Por una parte, acabará en prisión a cuenta del secuestro. Por otra, acabará en aislamiento durante una temporada larga, larguísima, la que le lleva a escribir estas memorias carcelarias que, una vez más, nos exponen la vida con un lenguaje seco, como los huesos expuestos al sol del desierto. Cabe preguntarse a qué se debe este tipo de lenguaje en los relatos penitenciarios o postpenitenciarios. No hay lugar para la lírica, no hay lugar para la belleza. De hecho, se retrata al narrador como un tipo con unas limitaciones no sólo de educación o naturales, sino a través del poco espacio en el que han crecido sus cualidades emocionales y su desarrollo intelectual. Apenas ha podido saber en qué consiste la sensibilidad. Pero, eso sí, ha pasado de ser protagonista a ser observador. De tener algo de iniciativa en sus actos delincuentes a ser testigo de la forma de vida en la cárcel. En ese sentido, nos hallamos frente a una novela de situación, la propia de la recreación de la soledad, de una forma extrema de soledad.
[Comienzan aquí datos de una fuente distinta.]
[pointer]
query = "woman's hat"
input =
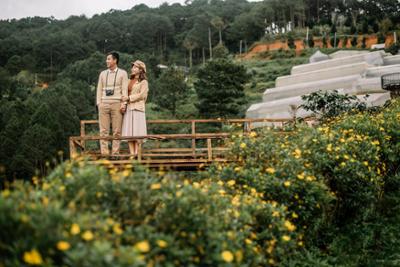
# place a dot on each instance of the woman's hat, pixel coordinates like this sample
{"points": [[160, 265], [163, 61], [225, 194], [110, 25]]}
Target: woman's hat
{"points": [[140, 65]]}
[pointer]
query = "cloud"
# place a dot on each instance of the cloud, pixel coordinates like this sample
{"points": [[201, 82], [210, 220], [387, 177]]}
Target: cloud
{"points": [[62, 9]]}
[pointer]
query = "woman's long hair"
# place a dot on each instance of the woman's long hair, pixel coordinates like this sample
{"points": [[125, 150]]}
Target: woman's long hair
{"points": [[142, 75]]}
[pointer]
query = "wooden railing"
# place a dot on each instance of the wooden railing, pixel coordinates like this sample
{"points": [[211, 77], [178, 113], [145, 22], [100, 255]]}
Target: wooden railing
{"points": [[213, 148]]}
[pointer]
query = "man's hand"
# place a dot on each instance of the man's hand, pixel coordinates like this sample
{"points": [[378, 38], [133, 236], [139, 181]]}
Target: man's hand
{"points": [[122, 108]]}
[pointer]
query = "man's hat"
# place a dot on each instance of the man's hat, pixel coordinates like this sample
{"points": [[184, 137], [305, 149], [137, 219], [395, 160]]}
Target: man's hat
{"points": [[140, 65]]}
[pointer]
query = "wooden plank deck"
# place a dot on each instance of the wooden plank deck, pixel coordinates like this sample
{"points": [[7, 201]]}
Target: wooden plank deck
{"points": [[191, 150]]}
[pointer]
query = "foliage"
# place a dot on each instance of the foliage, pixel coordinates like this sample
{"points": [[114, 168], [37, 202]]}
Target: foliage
{"points": [[329, 104], [338, 181], [82, 215], [220, 88], [171, 89]]}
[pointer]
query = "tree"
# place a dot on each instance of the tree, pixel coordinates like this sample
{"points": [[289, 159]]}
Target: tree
{"points": [[220, 89], [220, 25], [190, 43], [171, 89], [220, 51]]}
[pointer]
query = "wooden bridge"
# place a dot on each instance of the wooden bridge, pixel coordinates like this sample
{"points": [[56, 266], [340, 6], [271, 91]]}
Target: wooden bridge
{"points": [[183, 150]]}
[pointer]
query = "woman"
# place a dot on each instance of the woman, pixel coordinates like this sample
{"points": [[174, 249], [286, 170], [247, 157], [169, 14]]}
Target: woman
{"points": [[134, 122]]}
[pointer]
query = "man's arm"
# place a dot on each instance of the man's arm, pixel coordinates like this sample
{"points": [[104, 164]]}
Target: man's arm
{"points": [[99, 90]]}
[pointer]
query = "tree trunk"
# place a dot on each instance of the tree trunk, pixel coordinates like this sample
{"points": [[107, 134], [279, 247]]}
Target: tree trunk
{"points": [[190, 57], [209, 42]]}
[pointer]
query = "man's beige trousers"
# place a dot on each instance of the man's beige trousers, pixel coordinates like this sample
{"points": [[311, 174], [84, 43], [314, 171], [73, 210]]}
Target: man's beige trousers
{"points": [[110, 113]]}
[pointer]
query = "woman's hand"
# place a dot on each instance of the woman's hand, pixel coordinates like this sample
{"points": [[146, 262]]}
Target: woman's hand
{"points": [[122, 109]]}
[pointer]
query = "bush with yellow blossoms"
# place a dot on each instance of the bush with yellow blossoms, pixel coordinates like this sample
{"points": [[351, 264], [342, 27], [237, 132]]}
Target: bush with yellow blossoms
{"points": [[85, 215], [336, 179]]}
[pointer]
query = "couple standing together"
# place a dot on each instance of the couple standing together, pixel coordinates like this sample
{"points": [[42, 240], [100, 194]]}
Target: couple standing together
{"points": [[121, 103]]}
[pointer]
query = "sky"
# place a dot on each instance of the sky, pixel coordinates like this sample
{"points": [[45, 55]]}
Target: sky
{"points": [[62, 9]]}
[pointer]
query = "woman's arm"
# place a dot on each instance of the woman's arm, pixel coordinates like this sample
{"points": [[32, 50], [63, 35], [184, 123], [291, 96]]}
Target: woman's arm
{"points": [[144, 89]]}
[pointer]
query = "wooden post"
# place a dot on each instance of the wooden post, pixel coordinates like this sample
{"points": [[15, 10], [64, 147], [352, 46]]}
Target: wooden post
{"points": [[193, 139], [83, 133], [72, 148], [209, 149], [249, 126]]}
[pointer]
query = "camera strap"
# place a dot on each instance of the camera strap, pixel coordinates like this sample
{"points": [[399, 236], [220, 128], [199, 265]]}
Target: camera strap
{"points": [[115, 78]]}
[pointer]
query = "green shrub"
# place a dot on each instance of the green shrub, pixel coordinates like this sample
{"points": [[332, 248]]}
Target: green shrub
{"points": [[330, 104], [84, 215], [337, 178]]}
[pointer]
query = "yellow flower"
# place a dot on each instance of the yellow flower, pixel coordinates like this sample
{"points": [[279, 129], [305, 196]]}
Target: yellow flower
{"points": [[143, 246], [239, 255], [117, 229], [290, 226], [231, 182], [75, 229], [155, 186], [87, 235], [297, 153], [162, 243], [375, 142], [63, 245], [227, 256], [270, 170], [33, 257], [6, 193], [329, 148]]}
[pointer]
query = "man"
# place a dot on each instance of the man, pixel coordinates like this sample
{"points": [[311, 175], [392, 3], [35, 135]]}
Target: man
{"points": [[112, 86]]}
Maurizio Torchio (Milán, 1970) recrea a toda una caterva de canallas o de perdedores. Abocados a una vida miserable en una prisión de alta seguridad, trasladados desde la infame creada en una isla a una nueva, también destinada a la decadencia, Los encuentros entre ellos no por previsibles dejan de ser potentes. El comandante, que rige la prisión preso, a su vez, de sus pasiones, Toro, el gran matón o jefe de matones, la pandilla violenta a la que conocemos como los Ene, o Martini, una suerte de dandi de los calabozos, acompañarán al narrador actuando frente a él o al otro lado de las puertas. Con pocos mimbres, bien trenzados, y con un lenguaje que nos acompaña con soberbia para recrear el ambiente, Torchio ha escrito una buena novela.